The source material was collected from Anna's Archive. The corpus consists of PDFs and EPUBs of varying quality—some are clean digital publications, others are OCR scans from the 1950s with significant artifacts.

PDF extraction uses PyMuPDF (fitz) to extract text while preserving reading order. For scanned documents, the extracted text often contains OCR errors like "j u n g" instead of "Jung" or broken hyphenation across page boundaries.

EPUB extraction parses the XML/HTML structure to extract text content while stripping formatting tags, preserving semantic structure like chapters and sections where possible.

# PDF extraction with PyMuPDF
import fitz  # PyMuPDF

def extract_pdf(path):
    doc = fitz.open(path)
    text = ""
    for page in doc:
        text += page.get_text("text")
    return text

3. Text Cleaning

Raw extracted text requires extensive cleaning before it's suitable for semantic search. The cleaning pipeline handles several categories of issues:

OCR artifact correction: Fixes character spacing errors ("j u n g" → "Jung"), corrects common OCR misreadings, and removes scanning artifacts like "Copyrighted Material" watermarks that appear throughout some volumes.

Structural cleaning: Removes front matter (title pages, copyright notices, tables of contents) and back matter (indices, bibliographies) that would add noise to semantic search without adding value.

Normalization: Standardizes unicode characters, fixes broken hyphenation across line/page breaks, normalizes whitespace, and ensures consistent paragraph boundaries.

# OCR artifact correction
def clean_ocr_artifacts(text):
    # Fix spaced-out names
    text = re.sub(r"j\s+u\s+n\s+g", "Jung", text, flags=re.I)
    text = re.sub(r"f\s+r\s+e\s+u\s+d", "Freud", text, flags=re.I)

    # Remove watermarks
    text = re.sub(r"Copyrighted Material\s*", "", text, flags=re.I)

    # Fix broken hyphenation
    text = re.sub(r"(\w+)-\n(\w+)", r"\1\2", text)

    return text

4. Semantic Chunking

Chunking is perhaps the most critical step in RAG pipeline design. The goal is to split text into segments that are small enough to be relevant (a full book chapter would dilute the signal) but large enough to preserve context (a single sentence loses meaning).

Target size: Chunks target 400 tokens with a maximum of 600 tokens. This balances retrieval precision with context preservation—small enough that retrieved chunks are topically focused, large enough that they contain complete thoughts.

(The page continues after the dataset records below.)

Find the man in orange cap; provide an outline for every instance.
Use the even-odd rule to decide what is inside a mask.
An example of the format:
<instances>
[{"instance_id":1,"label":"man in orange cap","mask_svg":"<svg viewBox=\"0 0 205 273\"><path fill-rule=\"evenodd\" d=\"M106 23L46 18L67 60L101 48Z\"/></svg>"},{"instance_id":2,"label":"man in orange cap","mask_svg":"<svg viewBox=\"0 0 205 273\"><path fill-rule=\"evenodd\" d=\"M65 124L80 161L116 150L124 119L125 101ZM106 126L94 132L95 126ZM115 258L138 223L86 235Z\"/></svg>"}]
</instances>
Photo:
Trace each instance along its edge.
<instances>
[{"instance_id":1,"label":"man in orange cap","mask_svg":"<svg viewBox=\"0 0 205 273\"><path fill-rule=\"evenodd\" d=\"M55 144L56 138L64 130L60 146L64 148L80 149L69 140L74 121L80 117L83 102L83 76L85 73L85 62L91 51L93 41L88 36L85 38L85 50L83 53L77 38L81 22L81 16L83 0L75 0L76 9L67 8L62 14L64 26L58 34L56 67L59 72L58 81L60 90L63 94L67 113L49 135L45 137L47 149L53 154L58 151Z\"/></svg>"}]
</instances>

Boundary detection: The chunker respects semantic boundaries. It never splits mid-sentence—chunks end at sentence boundaries (periods, question marks). Where possible, it also preserves paragraph structure, preferring to break at paragraph boundaries over mid-paragraph.

Chapter detection: Each chunk is tagged with its source chapter, detected through regex patterns matching headers like "CHAPTER VII", "Part Two", or "Lecture 3". This metadata enables citation.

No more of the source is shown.